Leaf and the other Children of the Forest shrieked in sudden shock, scrambling backward away from the throne, their amber eyes wide with panic as they watched the ancient sorcerer being broken from the inside out.
Cregan drew his twin Valyrian blades in a flash of dark steel, stepping forward to defend his father, but there was no enemy to cut. The battle was fought entirely in the silence of the mind.
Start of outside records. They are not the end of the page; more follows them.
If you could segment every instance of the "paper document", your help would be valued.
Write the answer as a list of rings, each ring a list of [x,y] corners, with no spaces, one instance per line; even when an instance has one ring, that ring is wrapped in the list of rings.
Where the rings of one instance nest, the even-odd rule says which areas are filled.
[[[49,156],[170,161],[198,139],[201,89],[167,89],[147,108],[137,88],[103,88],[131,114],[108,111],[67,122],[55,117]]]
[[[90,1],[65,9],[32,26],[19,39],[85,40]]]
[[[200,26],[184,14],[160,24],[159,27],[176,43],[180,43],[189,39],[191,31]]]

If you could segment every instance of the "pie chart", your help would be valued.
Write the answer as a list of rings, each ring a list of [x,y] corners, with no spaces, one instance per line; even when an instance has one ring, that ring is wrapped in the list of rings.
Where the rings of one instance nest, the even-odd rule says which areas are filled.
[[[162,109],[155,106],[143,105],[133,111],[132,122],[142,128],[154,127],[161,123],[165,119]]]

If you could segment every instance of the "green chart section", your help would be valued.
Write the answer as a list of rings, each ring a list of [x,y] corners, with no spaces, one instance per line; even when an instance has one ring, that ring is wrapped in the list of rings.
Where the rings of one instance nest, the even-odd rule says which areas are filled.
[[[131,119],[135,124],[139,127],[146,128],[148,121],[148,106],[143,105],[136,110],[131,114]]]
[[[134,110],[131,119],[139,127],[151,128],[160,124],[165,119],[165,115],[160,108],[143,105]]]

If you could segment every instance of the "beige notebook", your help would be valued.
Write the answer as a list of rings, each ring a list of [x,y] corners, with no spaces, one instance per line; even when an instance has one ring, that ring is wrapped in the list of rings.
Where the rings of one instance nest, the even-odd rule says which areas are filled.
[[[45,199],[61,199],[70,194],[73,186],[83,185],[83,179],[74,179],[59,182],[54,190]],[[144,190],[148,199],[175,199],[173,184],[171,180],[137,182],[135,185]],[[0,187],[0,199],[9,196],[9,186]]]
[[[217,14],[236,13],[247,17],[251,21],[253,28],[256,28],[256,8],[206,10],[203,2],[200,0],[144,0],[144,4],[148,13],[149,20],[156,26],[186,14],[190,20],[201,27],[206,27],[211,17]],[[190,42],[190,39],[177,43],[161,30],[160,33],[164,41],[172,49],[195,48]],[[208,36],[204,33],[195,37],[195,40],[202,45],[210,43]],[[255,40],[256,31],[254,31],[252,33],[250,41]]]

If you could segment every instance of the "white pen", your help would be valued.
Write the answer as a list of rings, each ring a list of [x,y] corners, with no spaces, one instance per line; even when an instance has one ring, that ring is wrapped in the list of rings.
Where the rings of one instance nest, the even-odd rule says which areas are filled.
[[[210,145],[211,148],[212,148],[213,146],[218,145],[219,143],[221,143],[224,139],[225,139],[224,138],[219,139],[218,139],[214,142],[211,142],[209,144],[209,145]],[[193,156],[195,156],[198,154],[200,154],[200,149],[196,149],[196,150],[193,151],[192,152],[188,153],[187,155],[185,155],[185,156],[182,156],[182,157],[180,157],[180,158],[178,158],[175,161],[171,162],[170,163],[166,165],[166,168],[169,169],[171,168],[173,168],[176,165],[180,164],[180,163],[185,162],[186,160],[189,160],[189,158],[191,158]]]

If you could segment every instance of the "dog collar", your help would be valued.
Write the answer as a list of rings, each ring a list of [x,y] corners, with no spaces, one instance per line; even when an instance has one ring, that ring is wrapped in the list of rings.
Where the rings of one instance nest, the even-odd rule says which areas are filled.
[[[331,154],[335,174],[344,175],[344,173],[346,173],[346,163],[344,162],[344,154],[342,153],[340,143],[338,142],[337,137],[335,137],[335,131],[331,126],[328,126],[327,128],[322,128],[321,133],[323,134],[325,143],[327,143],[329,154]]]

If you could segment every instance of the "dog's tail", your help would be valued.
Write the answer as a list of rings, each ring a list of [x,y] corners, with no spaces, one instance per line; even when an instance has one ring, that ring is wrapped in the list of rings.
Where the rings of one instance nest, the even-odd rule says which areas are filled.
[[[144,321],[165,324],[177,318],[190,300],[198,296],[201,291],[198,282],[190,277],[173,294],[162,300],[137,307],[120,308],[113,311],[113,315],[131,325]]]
The struggle lasted only a few seconds, but to the old sorcerer, it was an eternity of crushing defeat.
Bloodraven's mind snapped completely. The ancient, scheming intellect that had ruled the shadows for nearly a century was shattered into a thousand useless, bleeding fragments, crushed utterly by a man who refused to be moved.
The screaming stopped abruptly.
Bloodraven's frail body went entirely slack, slumping forward against the roots that pierced his chest. His red eye rolled back into his head, the terrifying, ancient light behind it completely snuffed out. He was not dead, but the mind that had once been Brynden Rivers was gone, leaving nothing behind but a hollow, broken shell.
Ned stood perfectly still for a moment, his bare hand still resting on the ruined shoulder.
Slowly, the Warden of the North opened his eyes. The grey irises were calm, sharp, and entirely unbothered by the violent clash.
He looked down at the drooling, broken corpse slumped on the throne of roots.
Ned offered a cold, knowing smile, the hard iron of the North plain on his face.
"Wanted to control my mind, huh," Ned said quietly, his voice ringing with absolute, chilling finality in the silent cavern.